Legacy EventLogging capsule includes wiki and webHost for <technical reasons>. At analysis time, this really only matters when needing to focus on a particular wiki's web usage. It also provides a uniqueness element – on the web, where EL and persistently stored data (with the exception of CentralAuth stuff) are isolated between wikis, we can use {wiki, session ID} as an even more unique session identifier in an extremely rare case that two different sessions on two different wikis would have the same ID in an overlapping time period and we were interested in analyzing sessions across all Wikipedia languages (for example).

On mobile apps, it's really fuzzy. Currently, iOS and Android (and KaiOS too?) set the wiki/webHost based on context. If user has English, Russian, and German as their languages in the app, "enwiki" (being the 1st preferred language) will be used for events that are specific to English (interacting with Explore Feed, reading an article) and not specific to English (looking at map of nearby articles).
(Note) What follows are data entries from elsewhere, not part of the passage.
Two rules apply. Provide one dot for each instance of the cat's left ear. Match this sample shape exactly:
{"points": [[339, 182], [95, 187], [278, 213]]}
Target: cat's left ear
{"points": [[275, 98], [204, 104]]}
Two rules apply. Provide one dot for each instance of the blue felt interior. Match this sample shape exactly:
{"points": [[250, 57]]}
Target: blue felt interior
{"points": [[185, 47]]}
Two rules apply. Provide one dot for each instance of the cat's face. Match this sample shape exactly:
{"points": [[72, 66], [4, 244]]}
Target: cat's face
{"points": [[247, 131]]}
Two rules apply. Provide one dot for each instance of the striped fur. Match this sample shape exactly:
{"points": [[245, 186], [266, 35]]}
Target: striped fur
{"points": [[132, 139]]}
It gets trickier for Suggested Edits on Android, a feature where users are adding/translating Wikidata descriptions to articles which have Wikidata items and are adding/translating captions for images on Commons (and soon to have computer vision-suggested tags). Which "wiki" do you attribute those analytics events? Wikidata? (Which doesn't even have EventLogging.) Wikimedia Commons? Currently, again, the user's 1st preferred language is used. P.S. 1st preferred language can change during the usage of the app.

As we approach the finish line on a lot of the [Modern] Event Platform components, I wanted us to discuss this concept – the concept of domains/webHosts/wikis in event metadata. What are the technical reasons to have them, what are the use cases for them, and how to handle cross-wiki interactions.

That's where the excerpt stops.